In September, Meshcheryakov was appointed commander of the 273rd Rifle Division's 971st Rifle Regiment, fighting in the Kotluban area as part of the Don Front's 1st Guards Army. He was wounded in the shoulder on September 29, but did not leave the front. On October 3, Meshcheryakov was promoted to major. The division transferred to the 24th Army on October 15, with which it fought until the end of the Battle of Stalingrad. In January 1943, he led the regiment in street fighting in the city itself in the area of Novaya Nadezhda, and the Barrikady and Stalingrad Tractor Factories. For his actions, Meshcheryakov was awarded the Order of the Red Star on January 15 and the Order of Alexander Nevsky on February 6. He was promoted to lieutenant colonel on February 26, 1943. In the northern hemisphere summer and fall of 1943, he led the regiment in Operation Kutuzov, the Battle of Smolensk, and the Gomel–Rechitsa Offensive. On February 22, 1944, he was promoted to colonel.

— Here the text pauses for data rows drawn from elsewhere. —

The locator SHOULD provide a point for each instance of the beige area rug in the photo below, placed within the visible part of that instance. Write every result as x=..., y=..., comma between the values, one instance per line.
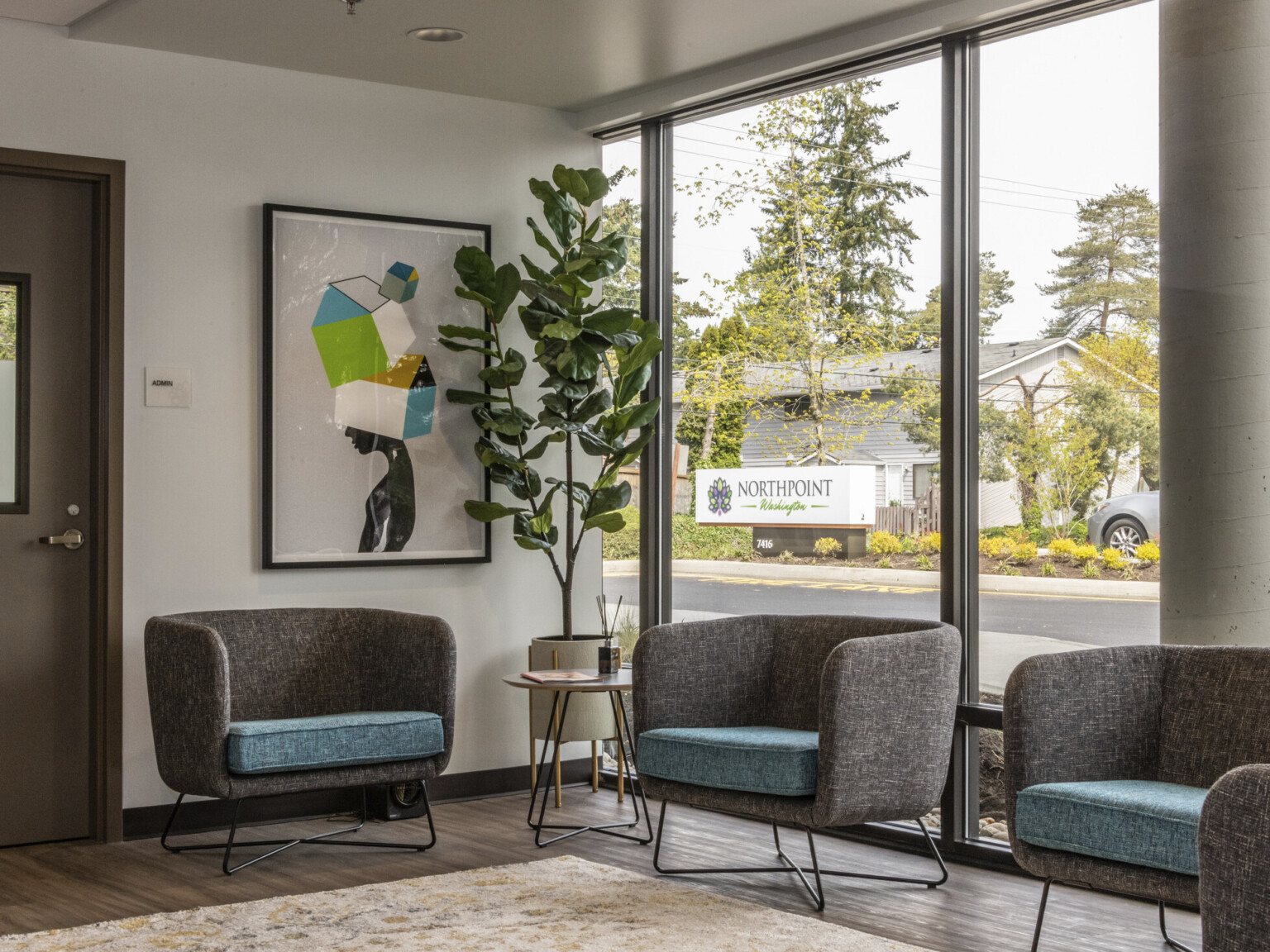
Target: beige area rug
x=566, y=904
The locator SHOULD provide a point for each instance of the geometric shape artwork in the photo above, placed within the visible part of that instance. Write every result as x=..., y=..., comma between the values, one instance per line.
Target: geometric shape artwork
x=355, y=341
x=362, y=466
x=360, y=289
x=399, y=402
x=399, y=283
x=351, y=350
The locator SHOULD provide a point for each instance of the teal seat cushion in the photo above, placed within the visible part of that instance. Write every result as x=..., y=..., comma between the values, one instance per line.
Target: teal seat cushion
x=1144, y=823
x=757, y=759
x=333, y=740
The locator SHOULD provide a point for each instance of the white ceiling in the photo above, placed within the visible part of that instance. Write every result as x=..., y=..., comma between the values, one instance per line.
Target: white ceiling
x=569, y=55
x=60, y=13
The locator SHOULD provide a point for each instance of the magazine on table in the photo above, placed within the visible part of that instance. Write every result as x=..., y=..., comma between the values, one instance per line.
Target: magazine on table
x=561, y=677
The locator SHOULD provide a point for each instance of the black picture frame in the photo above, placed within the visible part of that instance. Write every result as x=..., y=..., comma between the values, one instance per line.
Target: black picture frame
x=270, y=558
x=21, y=503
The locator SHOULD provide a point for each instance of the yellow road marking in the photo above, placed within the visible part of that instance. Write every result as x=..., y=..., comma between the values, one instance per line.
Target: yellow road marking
x=862, y=587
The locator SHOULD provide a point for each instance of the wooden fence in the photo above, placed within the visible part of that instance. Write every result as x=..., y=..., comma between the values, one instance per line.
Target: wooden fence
x=922, y=516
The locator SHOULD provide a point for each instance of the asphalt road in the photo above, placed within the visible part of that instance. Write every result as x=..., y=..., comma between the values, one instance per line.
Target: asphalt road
x=1091, y=621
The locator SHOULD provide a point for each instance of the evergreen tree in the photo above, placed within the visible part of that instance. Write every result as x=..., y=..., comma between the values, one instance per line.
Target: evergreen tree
x=1111, y=272
x=922, y=328
x=715, y=404
x=822, y=289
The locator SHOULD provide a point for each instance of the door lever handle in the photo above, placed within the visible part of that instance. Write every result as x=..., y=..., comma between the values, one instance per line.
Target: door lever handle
x=71, y=539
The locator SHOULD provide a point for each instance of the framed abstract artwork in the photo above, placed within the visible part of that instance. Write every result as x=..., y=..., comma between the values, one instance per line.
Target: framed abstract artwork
x=364, y=461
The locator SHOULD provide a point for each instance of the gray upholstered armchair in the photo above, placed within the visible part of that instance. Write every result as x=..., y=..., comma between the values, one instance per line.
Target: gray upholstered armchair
x=253, y=703
x=1234, y=862
x=803, y=721
x=1110, y=754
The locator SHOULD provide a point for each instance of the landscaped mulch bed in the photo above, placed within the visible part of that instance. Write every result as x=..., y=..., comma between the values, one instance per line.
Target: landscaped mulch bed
x=987, y=566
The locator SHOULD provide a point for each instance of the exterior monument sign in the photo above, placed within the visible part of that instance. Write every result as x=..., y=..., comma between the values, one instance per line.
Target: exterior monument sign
x=786, y=495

On 2 June, Meshcheryakov became commander of the 136th Rifle Division, part of the 1st Ukrainian Front's 3rd Guards Army. He led the division in the Lvov–Sandomierz Offensive from mid-July. Meshcheryakov organized a breakthrough of the German defenses in Horokhiv Raion, after which the 136th crossed the Western Bug on 18 July, expanding the bridgehead to 15 kilometers on the next day. This contributed to the successful crossing of the rest of the corps. Continuing the advance, the division reached the Vistula near Annopol by the end of August. At the beginning of September, it was withdrawn to the reserve for replenishment, and in October it was transferred to the Narew bridgehead near Serock, fighting on the defensive from November. On September 23, he was awarded the title Hero of the Soviet Union and the Order of Lenin. Meshcheryakov was dismissed from command on December 26, and on January 7, 1945, Meshcheryakov became deputy commander of the 120th Guards Rifle Division, fighting in the East Prussian Offensive. He became deputy commander of the 41st Rifle Corps in March, fighting in the Berlin Offensive from mid-April to the end of the war in early May.

== Postwar ==
The 41st Rifle Corps was withdrawn to the Belorussian Military District postwar, and Meshcheryakov remained its deputy commander until August 1946. Between 1946 and 1947, he was a special correspondent for the Voyenny Vestnik magazine. In April 1947, Meshcheryakov was sent to Mongolia as a military adviser to the head of the Sukhbataar Military School in Ulaanbaatar. Returning to the Soviet Union in July 1950, he became chief of the Stalingrad Suvorov Military School in Orenburg, which was renamed the Chkalov Suvorov Military School in 1957. On 31 May 1954, he was promoted to major general. Meshcheryakov retired in May 1958, living in Moscow before his death on May 13, 1970. He was buried at the Vagankovo Cemetery.